About 97.3 million Americans fall into a low-income category, commonly defined as those earning between 100 and 199 per cent of the poverty level, based on a new supplemental measure by the Census Bureau that is designed to provide a fuller picture of poverty. Together with the 49.1 million who fall below the poverty line and are counted as poor, they number 146.4 million, or 48 per cent of the U.S. population. That's up by 4 million from 2009, the earliest numbers for the newly developed poverty measure.
The new measure of poverty takes into account medical, commuting and other living costs. Doing that helped push the number of people below 200 per cent of the poverty level up from 104 million, or 1 in 3 Americans, that was officially reported in September.
Broken down by age, children were most likely to be poor or low-income — about 57 per cent — followed by seniors over 65. By race and ethnicity, Hispanics topped the list at 73 per cent, followed by blacks, Asians and non-Hispanic whites.
Even by traditional measures, many working families are hurting.
Following the recession that began in late 2007, the share of working families who are low income has risen for three straight years to 31.2 per cent, or 10.2 million. That proportion is the highest in at least a decade, up from 27 per cent in 2002, according to a new analysis by the Working Poor Families Project and the Population Reference Bureau, a nonprofit research group based in Washington.
Among low-income families, about one-third were considered poor while the remainder — 6.9 million — earned income just above the poverty line. Many states phase out eligibility for food stamps, Medicaid, tax credit and other government aid programs for low-income Americans as they approach 200 per cent of the poverty level.
The majority of low-income families — 62 per cent — spent more than one-third of their earnings on housing, surpassing a common guideline for what is considered affordable. By some census surveys, child-care costs consume close to another one-fifth.
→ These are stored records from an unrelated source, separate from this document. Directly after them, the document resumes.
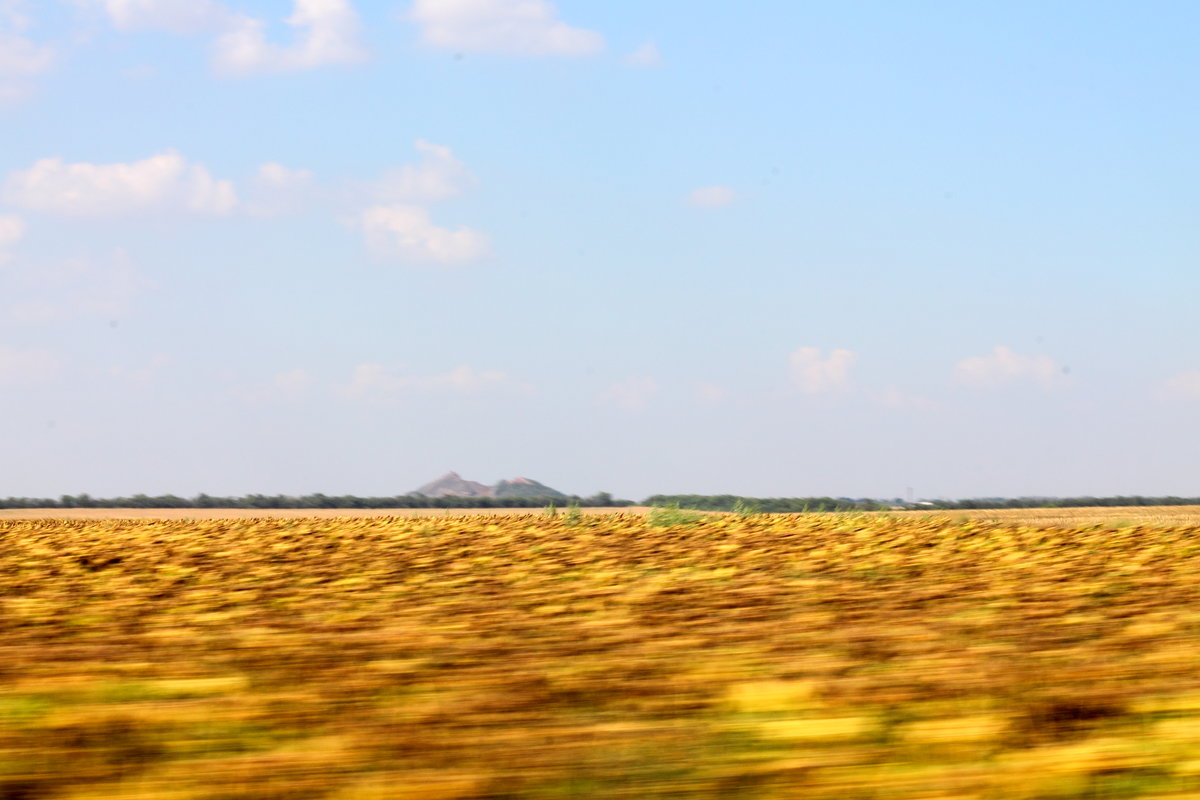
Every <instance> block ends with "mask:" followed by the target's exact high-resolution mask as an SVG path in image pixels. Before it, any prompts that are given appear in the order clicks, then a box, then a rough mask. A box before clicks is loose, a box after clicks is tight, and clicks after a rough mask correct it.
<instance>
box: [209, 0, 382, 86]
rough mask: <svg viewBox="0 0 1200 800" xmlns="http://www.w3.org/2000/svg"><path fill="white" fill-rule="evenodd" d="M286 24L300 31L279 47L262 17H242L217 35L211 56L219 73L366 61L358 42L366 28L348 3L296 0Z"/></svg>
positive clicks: (253, 70) (272, 69)
mask: <svg viewBox="0 0 1200 800" xmlns="http://www.w3.org/2000/svg"><path fill="white" fill-rule="evenodd" d="M286 22H287V24H288V25H290V26H292V28H294V29H295V31H296V34H295V42H294V43H293V44H290V46H287V47H281V46H278V44H274V43H271V42H268V41H266V34H265V28H266V24H265V23H264V22H263V20H262V19H253V18H251V17H238V18H236V19H235V20H234V22H233V23H232V24H229V25H228V26H227V28H226V30H224V31H223V32H222V34H221V35H220V36H218V37H217V41H216V44H215V48H214V56H212V62H214V66H215V68H216V70H217V72H221V73H223V74H230V76H241V74H251V73H256V72H294V71H299V70H312V68H314V67H322V66H326V65H331V64H359V62H361V61H364V60H365V59H366V58H367V53H366V49H365V48H364V47H362V44H361V42H360V41H359V35H360V32H361V28H362V24H361V22H360V20H359V16H358V13H356V12H355V11H354V7H353V6H352V5H350V2H349V0H294V4H293V14H292V16H290V17H288V18H287V20H286Z"/></svg>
Paychecks for low-income families are shrinking. The inflation-adjusted average earnings for the bottom 20 per cent of families have fallen from $16,788 in 1979 to just under $15,000, and earnings for the next 20 per cent have remained flat at $37,000. In contrast, higher-income brackets had significant wage growth since 1979, with earnings for the top 5 per cent of families climbing 64 per cent to more than $313,000.
The new survey of 29 cities points to a gloomy outlook for those on the lower end of the income scale.
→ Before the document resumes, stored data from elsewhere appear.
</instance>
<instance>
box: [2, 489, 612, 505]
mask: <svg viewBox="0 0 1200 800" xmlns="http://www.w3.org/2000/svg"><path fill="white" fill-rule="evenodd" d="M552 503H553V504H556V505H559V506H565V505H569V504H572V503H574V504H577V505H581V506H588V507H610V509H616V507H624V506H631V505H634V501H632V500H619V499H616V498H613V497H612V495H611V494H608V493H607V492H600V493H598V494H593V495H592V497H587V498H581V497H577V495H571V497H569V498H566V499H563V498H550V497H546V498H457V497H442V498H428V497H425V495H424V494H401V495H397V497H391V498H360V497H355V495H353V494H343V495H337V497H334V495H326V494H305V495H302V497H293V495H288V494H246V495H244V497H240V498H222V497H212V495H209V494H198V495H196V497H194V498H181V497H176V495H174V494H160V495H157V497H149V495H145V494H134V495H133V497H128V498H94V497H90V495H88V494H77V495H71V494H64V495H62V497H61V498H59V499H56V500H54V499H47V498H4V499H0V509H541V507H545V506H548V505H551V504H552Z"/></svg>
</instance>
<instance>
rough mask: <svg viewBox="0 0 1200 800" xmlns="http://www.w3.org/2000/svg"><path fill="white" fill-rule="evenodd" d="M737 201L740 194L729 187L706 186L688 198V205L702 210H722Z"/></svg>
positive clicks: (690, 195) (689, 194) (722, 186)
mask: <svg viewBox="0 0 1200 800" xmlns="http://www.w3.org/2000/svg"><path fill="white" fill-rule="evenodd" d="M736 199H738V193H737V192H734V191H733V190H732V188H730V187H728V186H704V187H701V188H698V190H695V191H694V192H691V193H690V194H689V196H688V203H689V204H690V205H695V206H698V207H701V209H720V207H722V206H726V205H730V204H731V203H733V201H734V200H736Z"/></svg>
Across the 29 cities, about 27 per cent of people needing emergency food aid did not receive it. Mayor Michael McGinn in Seattle cited an unexpected spike in food requests from immigrants and refugees, particularly from Somalia, Burma and Bhutan.
Among those requesting emergency food assistance, 51 per cent were in families, 26 per cent were employed, 19 per cent were elderly and 11 per cent were homeless.
"People who never thought they would need food are in need of help," said Mayor Sly James of Kansas City, Missouri, who co-chairs a mayors' task force on hunger and homelessness.